Viktor Lapshin, Ilya Turkin, Valeriya Gvindzhiliya, Ilya Dudinov, Denis Gamaleev
Department of Automation of Production Processes, Don State Technical University, Gagarina Str. 1, Rostov-on-Don 344090, Russia.
Sensors (Basel). 2024 Nov 20;24(22):7403. doi: 10.3390/s24227403.

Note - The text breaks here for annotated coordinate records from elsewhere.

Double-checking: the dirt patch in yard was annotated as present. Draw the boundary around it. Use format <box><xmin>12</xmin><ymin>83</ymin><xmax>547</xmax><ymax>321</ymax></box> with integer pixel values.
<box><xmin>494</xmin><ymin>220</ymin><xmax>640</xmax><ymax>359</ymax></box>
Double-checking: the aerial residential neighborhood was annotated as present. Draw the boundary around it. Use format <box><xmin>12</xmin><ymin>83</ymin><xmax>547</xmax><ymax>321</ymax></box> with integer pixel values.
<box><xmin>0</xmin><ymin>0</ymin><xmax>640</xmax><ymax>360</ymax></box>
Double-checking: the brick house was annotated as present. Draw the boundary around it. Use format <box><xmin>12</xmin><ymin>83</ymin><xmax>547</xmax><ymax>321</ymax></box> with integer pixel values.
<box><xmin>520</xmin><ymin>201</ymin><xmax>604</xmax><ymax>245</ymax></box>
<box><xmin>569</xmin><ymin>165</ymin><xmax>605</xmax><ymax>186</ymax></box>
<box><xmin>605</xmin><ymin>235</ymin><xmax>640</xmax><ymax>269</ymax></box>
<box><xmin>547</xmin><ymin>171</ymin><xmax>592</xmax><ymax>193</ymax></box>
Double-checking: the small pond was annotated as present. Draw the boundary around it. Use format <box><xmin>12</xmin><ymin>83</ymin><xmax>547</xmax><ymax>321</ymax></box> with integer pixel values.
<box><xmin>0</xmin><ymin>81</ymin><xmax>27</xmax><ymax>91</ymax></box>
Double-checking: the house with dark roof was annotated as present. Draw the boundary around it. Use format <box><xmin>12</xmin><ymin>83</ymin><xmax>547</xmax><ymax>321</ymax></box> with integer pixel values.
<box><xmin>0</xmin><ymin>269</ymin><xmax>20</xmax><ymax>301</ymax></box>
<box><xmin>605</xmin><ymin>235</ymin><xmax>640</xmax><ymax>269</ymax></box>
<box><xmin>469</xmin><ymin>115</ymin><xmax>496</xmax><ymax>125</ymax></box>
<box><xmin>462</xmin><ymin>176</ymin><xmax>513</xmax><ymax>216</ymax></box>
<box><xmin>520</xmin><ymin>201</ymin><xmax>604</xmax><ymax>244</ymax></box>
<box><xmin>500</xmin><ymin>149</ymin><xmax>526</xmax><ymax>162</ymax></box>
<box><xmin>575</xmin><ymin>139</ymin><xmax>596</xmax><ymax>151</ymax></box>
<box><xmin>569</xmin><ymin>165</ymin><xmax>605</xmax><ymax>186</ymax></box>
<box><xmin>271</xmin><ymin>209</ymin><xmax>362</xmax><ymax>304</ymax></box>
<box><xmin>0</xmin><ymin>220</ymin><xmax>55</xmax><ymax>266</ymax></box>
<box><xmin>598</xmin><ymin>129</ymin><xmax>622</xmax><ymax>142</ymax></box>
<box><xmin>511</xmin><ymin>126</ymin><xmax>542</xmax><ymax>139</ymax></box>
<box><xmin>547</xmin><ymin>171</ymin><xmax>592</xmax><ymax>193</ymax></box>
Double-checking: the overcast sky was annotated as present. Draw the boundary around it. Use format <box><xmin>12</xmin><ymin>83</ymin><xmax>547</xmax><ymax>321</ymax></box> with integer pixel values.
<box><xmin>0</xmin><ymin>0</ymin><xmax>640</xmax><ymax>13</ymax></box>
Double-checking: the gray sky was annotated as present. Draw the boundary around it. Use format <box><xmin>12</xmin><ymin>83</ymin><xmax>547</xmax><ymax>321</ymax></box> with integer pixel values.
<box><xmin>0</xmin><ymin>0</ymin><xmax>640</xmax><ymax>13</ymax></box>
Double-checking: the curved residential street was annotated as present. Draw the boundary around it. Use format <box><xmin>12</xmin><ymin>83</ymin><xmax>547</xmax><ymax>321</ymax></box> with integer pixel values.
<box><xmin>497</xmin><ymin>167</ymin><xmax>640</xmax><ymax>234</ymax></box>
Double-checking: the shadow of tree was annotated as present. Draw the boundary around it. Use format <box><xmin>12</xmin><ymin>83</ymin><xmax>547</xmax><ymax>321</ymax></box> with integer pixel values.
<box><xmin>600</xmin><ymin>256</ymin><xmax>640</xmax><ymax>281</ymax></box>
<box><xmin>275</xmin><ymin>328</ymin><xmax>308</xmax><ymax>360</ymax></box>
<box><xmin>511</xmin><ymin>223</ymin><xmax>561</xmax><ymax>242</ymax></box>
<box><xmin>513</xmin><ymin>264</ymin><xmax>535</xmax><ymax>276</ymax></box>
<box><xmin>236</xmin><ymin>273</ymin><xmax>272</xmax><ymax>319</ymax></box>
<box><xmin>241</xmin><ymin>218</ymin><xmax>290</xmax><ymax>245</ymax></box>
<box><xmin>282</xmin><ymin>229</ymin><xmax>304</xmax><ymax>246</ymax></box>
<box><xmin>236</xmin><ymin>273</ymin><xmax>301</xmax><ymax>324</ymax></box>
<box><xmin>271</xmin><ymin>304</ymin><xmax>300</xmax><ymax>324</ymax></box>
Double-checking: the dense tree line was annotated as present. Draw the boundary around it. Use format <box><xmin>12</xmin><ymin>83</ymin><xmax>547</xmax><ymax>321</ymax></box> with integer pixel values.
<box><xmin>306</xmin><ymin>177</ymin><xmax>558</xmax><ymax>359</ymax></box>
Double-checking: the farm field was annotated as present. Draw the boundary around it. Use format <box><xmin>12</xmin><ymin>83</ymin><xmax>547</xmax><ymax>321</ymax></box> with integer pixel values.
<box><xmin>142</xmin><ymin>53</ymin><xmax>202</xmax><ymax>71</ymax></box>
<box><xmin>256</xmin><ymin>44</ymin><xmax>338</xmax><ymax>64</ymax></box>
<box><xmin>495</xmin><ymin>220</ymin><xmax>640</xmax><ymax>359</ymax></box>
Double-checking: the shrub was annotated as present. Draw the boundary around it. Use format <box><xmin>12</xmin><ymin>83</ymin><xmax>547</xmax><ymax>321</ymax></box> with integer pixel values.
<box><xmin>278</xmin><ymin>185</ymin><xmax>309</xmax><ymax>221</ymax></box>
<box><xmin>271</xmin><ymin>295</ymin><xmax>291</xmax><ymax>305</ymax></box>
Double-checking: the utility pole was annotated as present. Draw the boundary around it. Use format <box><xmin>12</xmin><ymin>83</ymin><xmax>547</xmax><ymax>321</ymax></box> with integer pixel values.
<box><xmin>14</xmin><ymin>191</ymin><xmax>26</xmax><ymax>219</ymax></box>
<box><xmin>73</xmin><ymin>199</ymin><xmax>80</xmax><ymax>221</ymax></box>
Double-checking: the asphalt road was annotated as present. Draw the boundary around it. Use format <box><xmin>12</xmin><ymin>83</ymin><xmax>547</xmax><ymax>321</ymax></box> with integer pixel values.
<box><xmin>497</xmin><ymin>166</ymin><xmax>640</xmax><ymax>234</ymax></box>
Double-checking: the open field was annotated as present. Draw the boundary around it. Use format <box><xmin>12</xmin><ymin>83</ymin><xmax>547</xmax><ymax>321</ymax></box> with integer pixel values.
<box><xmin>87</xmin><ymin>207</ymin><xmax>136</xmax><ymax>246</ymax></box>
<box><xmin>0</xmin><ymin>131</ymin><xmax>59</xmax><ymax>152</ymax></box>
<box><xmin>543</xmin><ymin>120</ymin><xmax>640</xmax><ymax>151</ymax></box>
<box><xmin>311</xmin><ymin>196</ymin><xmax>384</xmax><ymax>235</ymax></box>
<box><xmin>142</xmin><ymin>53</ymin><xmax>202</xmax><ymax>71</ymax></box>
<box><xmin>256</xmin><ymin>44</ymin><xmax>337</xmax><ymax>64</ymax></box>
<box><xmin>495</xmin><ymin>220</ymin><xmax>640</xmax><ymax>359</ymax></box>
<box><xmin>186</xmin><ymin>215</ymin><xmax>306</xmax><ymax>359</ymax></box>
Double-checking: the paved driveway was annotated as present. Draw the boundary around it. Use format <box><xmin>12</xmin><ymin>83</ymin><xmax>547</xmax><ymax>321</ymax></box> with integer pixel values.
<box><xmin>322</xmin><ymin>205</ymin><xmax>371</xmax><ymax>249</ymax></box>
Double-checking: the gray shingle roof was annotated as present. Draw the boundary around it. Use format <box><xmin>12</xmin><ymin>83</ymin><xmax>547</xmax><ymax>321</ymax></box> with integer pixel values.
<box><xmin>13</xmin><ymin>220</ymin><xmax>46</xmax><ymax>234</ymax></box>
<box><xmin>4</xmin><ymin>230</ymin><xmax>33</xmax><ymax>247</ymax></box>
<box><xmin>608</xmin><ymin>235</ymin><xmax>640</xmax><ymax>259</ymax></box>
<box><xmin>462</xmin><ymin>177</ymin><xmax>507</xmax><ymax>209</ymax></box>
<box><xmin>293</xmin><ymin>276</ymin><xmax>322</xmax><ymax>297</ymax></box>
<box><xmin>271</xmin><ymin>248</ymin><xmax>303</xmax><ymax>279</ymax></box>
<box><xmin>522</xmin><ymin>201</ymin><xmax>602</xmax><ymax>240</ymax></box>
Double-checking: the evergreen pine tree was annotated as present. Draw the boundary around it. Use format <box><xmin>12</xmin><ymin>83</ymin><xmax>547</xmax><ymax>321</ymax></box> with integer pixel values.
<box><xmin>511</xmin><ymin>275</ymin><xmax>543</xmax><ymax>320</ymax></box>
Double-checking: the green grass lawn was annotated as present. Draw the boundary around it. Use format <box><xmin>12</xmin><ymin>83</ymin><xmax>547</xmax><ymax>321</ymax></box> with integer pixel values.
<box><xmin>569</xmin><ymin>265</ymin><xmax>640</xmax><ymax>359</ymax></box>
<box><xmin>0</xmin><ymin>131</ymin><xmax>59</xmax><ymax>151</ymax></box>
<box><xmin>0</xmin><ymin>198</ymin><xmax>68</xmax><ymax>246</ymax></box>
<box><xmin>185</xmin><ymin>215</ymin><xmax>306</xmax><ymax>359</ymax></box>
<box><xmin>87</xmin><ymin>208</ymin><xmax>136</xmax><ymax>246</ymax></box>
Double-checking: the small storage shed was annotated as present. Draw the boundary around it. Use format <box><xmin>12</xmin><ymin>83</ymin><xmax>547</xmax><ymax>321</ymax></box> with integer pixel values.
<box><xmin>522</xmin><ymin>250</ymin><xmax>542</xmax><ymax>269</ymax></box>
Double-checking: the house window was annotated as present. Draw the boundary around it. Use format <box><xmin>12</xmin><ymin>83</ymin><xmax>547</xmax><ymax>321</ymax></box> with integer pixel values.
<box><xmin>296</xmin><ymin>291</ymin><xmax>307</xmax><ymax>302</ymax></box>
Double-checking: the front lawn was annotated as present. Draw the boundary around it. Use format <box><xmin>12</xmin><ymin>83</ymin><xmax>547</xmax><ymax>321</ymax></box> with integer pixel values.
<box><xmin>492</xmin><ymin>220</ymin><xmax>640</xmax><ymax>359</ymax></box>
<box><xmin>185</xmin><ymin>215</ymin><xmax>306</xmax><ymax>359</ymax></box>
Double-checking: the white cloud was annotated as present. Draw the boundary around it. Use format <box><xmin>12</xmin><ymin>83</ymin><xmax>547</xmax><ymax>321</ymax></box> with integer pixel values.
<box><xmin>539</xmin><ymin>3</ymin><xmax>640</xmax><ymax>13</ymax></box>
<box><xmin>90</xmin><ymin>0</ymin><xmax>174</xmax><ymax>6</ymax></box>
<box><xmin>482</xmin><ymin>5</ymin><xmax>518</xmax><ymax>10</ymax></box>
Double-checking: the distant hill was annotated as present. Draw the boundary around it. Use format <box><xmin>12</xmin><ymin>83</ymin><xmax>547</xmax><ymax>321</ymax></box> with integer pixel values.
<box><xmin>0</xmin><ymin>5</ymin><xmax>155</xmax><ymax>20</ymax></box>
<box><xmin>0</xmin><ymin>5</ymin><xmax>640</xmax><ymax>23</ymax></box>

This article discusses the issue of the joint use of neural network algorithms for data processing and deterministic mathematical models. The use of a new approach is proposed, to determine the discrepancy between data from a vibration monitoring system of the cutting process and the calculated data obtained by modeling mathematical models of the digital twin system of the cutting process. This approach is justified by the fact that some coordinates for the state of the cutting process cannot be measured, and the vibration signals measured by the vibration monitoring system (the vibration acceleration of the tip of the cutting tool) are subject to external disturbing influences. Both the experimental method and the Matlab 2022b simulation method were used as research methods. The experimental research method is based on the widespread use of modern analog vibration transducers, the signals from which undergo the process of digitalization and further processing in order to identify arrays of additional information required for virtual digital twin models. The results obtained allow us to formulate a new conceptual approach to the construction of systems for determining the degree of cutting tool wear, based on the joint use of computational virtual models of the digital twin system and data obtained from the vibration monitoring system of the cutting process.
本文讨论了将神经网络算法用于数据处理和确定性数学模型的联合使用问题。提出了一种新方法,用于确定切削过程振动监测系统的数据与通过切削过程数字孪生系统数学模型建模获得的计算数据之间的差异。这种方法的合理性在于,切削过程状态的某些坐标无法测量,并且振动监测系统测量的振动信号(切削刀具刀尖的振动加速度)会受到外部干扰影响。实验方法和Matlab 2022b仿真方法都被用作研究方法。实验研究方法基于现代模拟振动传感器的广泛使用,其信号经过数字化和进一步处理过程,以识别虚拟数字孪生模型所需的附加信息阵列。所获得的结果使我们能够基于数字孪生系统的计算虚拟模型与切削过程振动监测系统获得的数据的联合使用,制定一种用于构建确定刀具磨损程度系统的新概念方法。